Un homme – oui, un homme, m’a-t-il d’abord semblé – se tenait sur le
seuil.
    Je me suis approché. Il s’est incliné, m’a dit :
« Père. »
    Et j’ai dû serrer les poings pour ne pas tomber contre lui,
sangloter en lui tenant la tête.
    Il fermait les yeux, peut-être à cause de ce soleil
aveuglant ; il avait un air à la fois tendre et apaisé, et
cependant – cela m’inquiétait déjà – teinté de tristesse.
    Nous avons peu parlé.
    C’est lui qui m’a entraîné vers notre chapelle afin que nous
priions côte à côte, agenouillés devant cette tête de christ aux yeux clos
posée sur un tissu de damas rouge, près du tabernacle.

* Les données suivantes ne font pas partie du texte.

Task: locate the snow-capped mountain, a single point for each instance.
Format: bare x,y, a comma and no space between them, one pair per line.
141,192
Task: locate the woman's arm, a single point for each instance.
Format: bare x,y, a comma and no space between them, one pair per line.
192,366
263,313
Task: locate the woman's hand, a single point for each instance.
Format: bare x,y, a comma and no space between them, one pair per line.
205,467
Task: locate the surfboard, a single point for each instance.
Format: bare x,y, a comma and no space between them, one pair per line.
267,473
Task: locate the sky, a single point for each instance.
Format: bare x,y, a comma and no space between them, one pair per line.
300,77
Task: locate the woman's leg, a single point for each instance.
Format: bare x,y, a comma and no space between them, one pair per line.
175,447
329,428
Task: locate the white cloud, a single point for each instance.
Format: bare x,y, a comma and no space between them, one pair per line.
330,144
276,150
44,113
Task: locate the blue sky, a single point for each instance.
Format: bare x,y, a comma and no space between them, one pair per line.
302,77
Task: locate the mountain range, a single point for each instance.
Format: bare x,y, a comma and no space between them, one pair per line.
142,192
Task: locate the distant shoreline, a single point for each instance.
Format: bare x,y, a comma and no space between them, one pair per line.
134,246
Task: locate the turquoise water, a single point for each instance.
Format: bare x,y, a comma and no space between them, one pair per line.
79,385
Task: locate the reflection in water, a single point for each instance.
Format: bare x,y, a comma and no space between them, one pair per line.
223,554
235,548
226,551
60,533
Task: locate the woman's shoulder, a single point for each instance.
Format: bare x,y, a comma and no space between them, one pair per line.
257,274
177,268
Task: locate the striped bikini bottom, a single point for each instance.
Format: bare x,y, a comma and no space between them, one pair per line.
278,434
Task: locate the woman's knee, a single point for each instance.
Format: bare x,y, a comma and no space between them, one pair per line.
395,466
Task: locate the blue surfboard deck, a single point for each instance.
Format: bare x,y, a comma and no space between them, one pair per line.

    Quand nous sommes sortis de la chapelle, Jean – il
était d’une taille égale à la mienne –, ses yeux droit fixés dans les
miens, a murmuré :
    — Père, je veux servir Dieu au sein de Son Église.
    Seigneur, je le reconnais, j’ai éprouvé un sentiment
d’affolement, comme si ce qu’au fond de moi, sans me l’avouer, j’avais imaginé,
les dernières années de ma vie passées aux côtés de mon fils, ici, au
Castellaras de la Tour, n’était plus qu’un rêve ruiné.
    C’était comme si, Seigneur, Vous m’aviez tout à coup imposé
de sacrifier mon fils à Votre gloire.
    Jean m’a pris les mains.
    — Père, a-t-il dit, tu seras dans chacune de mes
prières. Nous ne nous quitterons jamais.
    J’ai eu honte de mon attitude, d’avoir pensé que cet élan de
mon fils vers Vous, pour Vous servir, était un sacrifice.
    Je devais au contraire Vous en remercier, Seigneur.
    Et je l’ai fait chaque jour devant Votre visage aux yeux
clos, dans notre chapelle, priant aux côtés de Jean.
    Il devait gagner Rome. Il voulait être de cet ordre des
Jésuites dont on disait que plusieurs de ses membres avaient armé – et
recherchaient encore – des régicides.
    Mais c’était sa volonté, Seigneur, et, le jour de son
départ, il m’a dit, comme s’il m’avait deviné :
    — Je ne suis que le serviteur de Dieu, père.
    Je ne veux ni ne peux Vous dissimuler aucune de mes pensées,
Seigneur. Ce service de Dieu, Votre service, auquel il se vouait, tant
d’hommes, massacreurs appartenant à toutes les religions, l’avaient perverti
que j’étais inquiet des propos de mon fils.
    Et j’ai murmuré :
    — Aime en chaque homme la part de Dieu. Si tu hais un
homme, tu hais Dieu.
     
    Quand je suis arrivé à Paris, le premier jour d’avril 1598,
les pousses des arbres, à la pointe de l’île de la Cité, dessinaient une étrave
d’un vert clair dans l’eau encore sombre du fleuve.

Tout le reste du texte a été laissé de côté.